1. In a retrospective cohort study, several pre-operative and operative factors were found to be associated with acute kidney injury and future mortality.

Evidence Rating Level: 2 (Good)

Acute kidney injury (AKI) is a significant cause of morality amongst hospitalized patients, especially those undergoing cardiac surgery (CS). This study sought to evaluate the predictors of the onset of AKI in CS patients, as well as the role of cardiorenal markers on predicting individual prognosis overtime. It enrolled 160 patients (mean [SD] age = 51.2 (9.7), 74.7% male) from the CS unit at Magna Graecia University of Catanzaro (Italy). Patient demographics and preoperative data such as comorbidities, blood pressure, body mass index were collected.
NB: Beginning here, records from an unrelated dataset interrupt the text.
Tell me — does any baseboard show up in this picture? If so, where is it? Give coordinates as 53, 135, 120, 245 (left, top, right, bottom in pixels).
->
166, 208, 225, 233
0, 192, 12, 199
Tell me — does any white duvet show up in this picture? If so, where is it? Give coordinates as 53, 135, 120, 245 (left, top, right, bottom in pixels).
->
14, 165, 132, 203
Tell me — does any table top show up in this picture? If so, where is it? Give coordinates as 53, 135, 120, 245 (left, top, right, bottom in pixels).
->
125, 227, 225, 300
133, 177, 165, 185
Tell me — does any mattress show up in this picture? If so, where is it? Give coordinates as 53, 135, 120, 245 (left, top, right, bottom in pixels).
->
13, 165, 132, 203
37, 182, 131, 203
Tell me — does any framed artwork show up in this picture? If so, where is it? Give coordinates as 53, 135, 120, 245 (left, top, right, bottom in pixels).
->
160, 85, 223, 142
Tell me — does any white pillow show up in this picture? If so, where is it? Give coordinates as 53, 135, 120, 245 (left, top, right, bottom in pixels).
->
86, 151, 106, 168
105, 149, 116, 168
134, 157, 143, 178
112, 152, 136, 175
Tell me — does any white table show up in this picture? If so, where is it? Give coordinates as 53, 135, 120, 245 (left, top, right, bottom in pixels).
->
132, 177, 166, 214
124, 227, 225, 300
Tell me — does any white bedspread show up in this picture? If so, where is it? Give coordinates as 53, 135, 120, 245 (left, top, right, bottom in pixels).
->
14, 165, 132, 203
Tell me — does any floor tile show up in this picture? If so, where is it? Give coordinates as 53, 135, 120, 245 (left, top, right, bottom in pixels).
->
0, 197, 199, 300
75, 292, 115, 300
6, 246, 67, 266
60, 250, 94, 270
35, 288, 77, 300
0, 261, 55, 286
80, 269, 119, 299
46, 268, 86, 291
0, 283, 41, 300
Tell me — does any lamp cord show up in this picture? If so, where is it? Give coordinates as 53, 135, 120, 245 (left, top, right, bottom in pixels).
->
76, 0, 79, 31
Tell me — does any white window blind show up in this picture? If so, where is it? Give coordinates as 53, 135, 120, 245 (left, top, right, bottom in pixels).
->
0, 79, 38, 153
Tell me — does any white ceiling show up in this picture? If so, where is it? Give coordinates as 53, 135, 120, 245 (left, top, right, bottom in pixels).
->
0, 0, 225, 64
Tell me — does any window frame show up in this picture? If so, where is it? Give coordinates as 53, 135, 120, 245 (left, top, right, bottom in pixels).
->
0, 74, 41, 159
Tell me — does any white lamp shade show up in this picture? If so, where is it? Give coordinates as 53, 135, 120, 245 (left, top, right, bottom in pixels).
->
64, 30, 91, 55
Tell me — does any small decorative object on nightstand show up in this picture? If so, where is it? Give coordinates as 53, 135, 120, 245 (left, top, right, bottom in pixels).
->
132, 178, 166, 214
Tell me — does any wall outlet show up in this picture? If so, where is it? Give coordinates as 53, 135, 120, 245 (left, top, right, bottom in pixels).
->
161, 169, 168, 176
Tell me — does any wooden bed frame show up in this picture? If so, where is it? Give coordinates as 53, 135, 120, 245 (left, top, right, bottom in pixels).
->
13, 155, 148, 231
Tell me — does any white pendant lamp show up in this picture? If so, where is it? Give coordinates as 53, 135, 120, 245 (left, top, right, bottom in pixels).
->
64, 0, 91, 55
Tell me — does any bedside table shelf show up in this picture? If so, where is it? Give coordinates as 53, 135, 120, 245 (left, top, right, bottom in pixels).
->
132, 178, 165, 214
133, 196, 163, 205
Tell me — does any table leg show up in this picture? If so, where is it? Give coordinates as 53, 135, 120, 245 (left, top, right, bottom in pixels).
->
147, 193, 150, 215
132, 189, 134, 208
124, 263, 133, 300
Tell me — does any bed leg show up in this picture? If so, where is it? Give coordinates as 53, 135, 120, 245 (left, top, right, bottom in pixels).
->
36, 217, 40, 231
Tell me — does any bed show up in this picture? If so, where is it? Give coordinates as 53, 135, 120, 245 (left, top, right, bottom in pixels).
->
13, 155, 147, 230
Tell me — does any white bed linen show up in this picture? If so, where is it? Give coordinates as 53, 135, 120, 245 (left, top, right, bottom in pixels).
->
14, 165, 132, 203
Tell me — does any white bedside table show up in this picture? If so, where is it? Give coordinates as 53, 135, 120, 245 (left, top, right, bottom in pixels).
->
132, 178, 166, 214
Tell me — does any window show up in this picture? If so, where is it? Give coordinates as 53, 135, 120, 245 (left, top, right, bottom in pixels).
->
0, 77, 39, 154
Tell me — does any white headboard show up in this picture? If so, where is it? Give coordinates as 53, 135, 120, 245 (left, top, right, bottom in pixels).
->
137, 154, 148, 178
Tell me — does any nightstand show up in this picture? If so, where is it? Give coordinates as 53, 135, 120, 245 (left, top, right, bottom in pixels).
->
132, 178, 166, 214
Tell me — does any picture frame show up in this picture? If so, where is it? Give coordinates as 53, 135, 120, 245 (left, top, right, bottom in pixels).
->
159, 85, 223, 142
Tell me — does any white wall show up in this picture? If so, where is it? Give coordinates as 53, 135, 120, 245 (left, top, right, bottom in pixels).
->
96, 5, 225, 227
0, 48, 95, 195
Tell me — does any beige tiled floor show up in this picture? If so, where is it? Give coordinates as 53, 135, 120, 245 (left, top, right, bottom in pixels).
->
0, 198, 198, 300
In this cohort, AKI occurred in 58 patients (34.2%) who were characterized by statistically younger age (mean age [SD] = 48.9 [8.1] vs. 52.3 [10.4], p = 0.040). Additionally, patients with an AKI had a lower pre-operative eGFR (mean eGFR [SD] = 63.5 [23.5] vs. 76.8 [21.4], p < 0.001). The study found that AKI was associated with higher extracorporeal circulation (ECC) and cross-clamp times (p = 0.036 and p = 0.053, respectively). After the operation, a higher percentage of patients in the AKI group required a blood transfusion (87.0% vs. 66.4%, p = 0.005). Additionally, a diagnosis of AKI was associated with a median of 3 day longer stay in the hospital (p = 0.001). The study did not find any differences in rates of sepsis, atrial fibrillation, and requirement of intra-arterial balloon pump between the two groups. The risk of AKI was found to vary by type of procedure with an odds ratio of 2.19 (95% CI: 1.07 – 4.47) when comparing patients who underwent valve, aortic, and combined surgery versus those who underwent an isolated coronary artery bypass grafting (CABG). The study found that a one unit decrease in blood pH was associated with a higher risk of developing an AKI (OR = 2.20, 05% CI: 1.22 – 3.97). Finally, the presence of hypoglycemia was determined to be a strong and significant predictor of an AKI (OR = 2.55, 95% CI: 1.06 – 6.15). Overall, this is one of few studies examining risk factors associated with higher rates of AKI, thus providing crucial insight to clinicians regarding a common problem. However, the smaller sample size limits the generalizability of this study and future research should focus on further examining the identified risk factors.